エジプト戦役 20:ダミエッタへ向かうヴィアル旅団とアル・ハンカへの集結
Concentration of forces in Al-Khankah
ダミエッタへ向かったヴィアル旅団の行程とダミエッタ支流周辺地域の占領
※ダミエッタへ向かったヴィアル旅団の行程
1798年8月3日夜、エル・ミニエ(El Menieh)を出発したヴィアル旅団は8月4日の日の出前にマンスーラ(Mansourah)に到着した。
エル・ミニエ(El Menieh)はミニエット・サマヌード(Minyet Samannoud)のことだと考えられる。
5日未明にマンスーラを出発してファレスクール(Fareskour)近郊に停泊し、6日午前2時にファレスクールを出発し、午前5時頃、遂にダミエッタに到着した。

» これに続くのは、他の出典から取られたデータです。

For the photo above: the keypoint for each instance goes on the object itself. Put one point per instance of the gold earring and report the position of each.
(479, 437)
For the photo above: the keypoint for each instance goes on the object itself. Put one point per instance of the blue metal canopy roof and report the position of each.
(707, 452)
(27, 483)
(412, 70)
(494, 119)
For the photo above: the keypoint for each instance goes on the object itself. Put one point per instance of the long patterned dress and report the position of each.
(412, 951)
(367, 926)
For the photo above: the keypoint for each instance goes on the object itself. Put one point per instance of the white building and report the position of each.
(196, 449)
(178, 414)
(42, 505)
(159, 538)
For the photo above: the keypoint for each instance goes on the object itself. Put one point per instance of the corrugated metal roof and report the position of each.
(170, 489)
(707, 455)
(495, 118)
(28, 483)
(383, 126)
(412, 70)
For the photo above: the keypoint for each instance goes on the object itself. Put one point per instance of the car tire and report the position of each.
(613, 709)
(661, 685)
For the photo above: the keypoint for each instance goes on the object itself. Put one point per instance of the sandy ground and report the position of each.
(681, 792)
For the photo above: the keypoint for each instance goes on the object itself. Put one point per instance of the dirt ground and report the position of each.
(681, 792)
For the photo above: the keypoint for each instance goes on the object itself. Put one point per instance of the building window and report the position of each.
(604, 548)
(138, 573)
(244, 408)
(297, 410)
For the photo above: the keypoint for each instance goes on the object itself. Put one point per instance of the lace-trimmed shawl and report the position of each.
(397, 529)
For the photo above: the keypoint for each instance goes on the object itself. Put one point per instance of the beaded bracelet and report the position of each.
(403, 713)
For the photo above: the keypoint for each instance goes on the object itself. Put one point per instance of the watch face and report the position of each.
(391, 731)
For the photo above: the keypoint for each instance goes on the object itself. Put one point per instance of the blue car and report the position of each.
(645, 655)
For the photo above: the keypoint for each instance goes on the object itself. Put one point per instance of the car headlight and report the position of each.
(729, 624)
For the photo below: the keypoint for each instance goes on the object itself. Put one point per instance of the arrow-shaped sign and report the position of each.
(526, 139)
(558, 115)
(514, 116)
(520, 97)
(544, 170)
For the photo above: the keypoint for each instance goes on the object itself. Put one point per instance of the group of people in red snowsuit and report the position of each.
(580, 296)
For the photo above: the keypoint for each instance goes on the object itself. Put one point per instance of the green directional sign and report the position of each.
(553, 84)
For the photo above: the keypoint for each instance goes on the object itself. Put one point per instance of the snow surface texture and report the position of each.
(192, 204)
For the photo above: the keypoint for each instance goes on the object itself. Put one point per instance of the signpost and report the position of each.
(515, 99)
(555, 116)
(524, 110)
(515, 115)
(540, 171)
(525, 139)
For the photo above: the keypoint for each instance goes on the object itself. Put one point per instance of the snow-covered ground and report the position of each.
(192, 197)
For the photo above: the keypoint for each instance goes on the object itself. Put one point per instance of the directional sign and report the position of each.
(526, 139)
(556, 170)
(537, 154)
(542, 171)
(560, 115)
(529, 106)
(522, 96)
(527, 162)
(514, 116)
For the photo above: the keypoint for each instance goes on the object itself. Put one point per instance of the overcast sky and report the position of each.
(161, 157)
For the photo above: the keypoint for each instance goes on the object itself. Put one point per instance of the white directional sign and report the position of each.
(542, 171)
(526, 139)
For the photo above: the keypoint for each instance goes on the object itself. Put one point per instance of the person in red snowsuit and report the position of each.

ヴィアル将軍はダミエッタ市の主要指導者らの訪問を受けた後、ダミエッタ上流の2つの運河に挟まれた右岸に旅団を布陣させた。
その後、ヴィアル将軍はすぐにマンスーラの周辺制圧のためにサバティエ(Sabatier)大尉と砲兵分遣隊を派遣した。
サバティエ大尉は古代にはセベニトス(ギリシャ語:Σεβέννυτος )として知られていたサマヌード(Samannud)を占領するとムラード・ベイの所有物を発見し、同時にサマヌード周辺の豊かさと街の市場の重要性を指摘し、ナイル川ダミエッタ支流沿いのサマヌードから約8㎞西に美しい平原の中にあるメハレット・エル・ケビル(Mehallet-el-Kebir)の町が見えることを報告した。
メハレット・エル・ケビルにはフジェール旅団が向かっているところであり、占領までにあと数日かかると考えられた。
サバティエ大尉はサマヌードの街とその周辺を偵察する任務を任せられることとなった。
ダミエッタを占領したことにより、今までエジプトから出せなかった船を出航させることが可能となり、細々とながらコルフ島や本国などとの連絡が可能となった。
このことはボナパルトを勇気づけた。
アル・ハンカへの集結と軍の不満
※アル・ハンカへの集結
8月7日朝、ランヌ将軍にカイロからアル・ハンカ(Al Khankah)へ出発するよう命じ、カリューブのミュラ将軍にもアル・ハンカへ向かうよう命じた。
そしてボン将軍に対してカイロとアル・ハンカの中間に位置するエル・マタリヤ(El Mataryeh)に移動するよう命じ、軍後方の警戒とカイロとの連絡線の確保を行わせた。
ボナパルトの意図はアル・ハンカに兵力を集結させ、アル・ハンカから約30㎞のところに位置するベルベイスを攻撃することだった。
しかし、ランヌ旅団所属の士官や兵士達の一部はカイロを離れなければならないことを知ると不満を漏らした。
士官達は「熱波の猛暑の中で、水のない砂漠に軍隊を行進させ、日陰もなく熱帯の灼熱の太陽にさらそうとするなど前代未聞のことだ」と言った。
しかし7日の夜明けにはしぶしぶ武器を取った。
第9半旅団が先頭に立ったが、この半旅団は不満の塊であり、面従腹背を隠そうとしなかった。
ボナパルトは前に出て不快感を示し、大佐に右に向きを変えてカイロ市内に戻るよう命じ、厳しい口調で「第9半旅団の兵士達よ、私はあなたたちを必要としていない。」と言った。
そして第32半旅団に小隊に分かれて先導するよう命じた。
第9半旅団は長い説得の末、作戦への参加を許されたが、最後尾を進むこととなったと言われている。
そして、耕作された土地、多数の村、ヤシの木の森を離れて砂漠の端を辿り、7日中にアル・ハンカに到着した。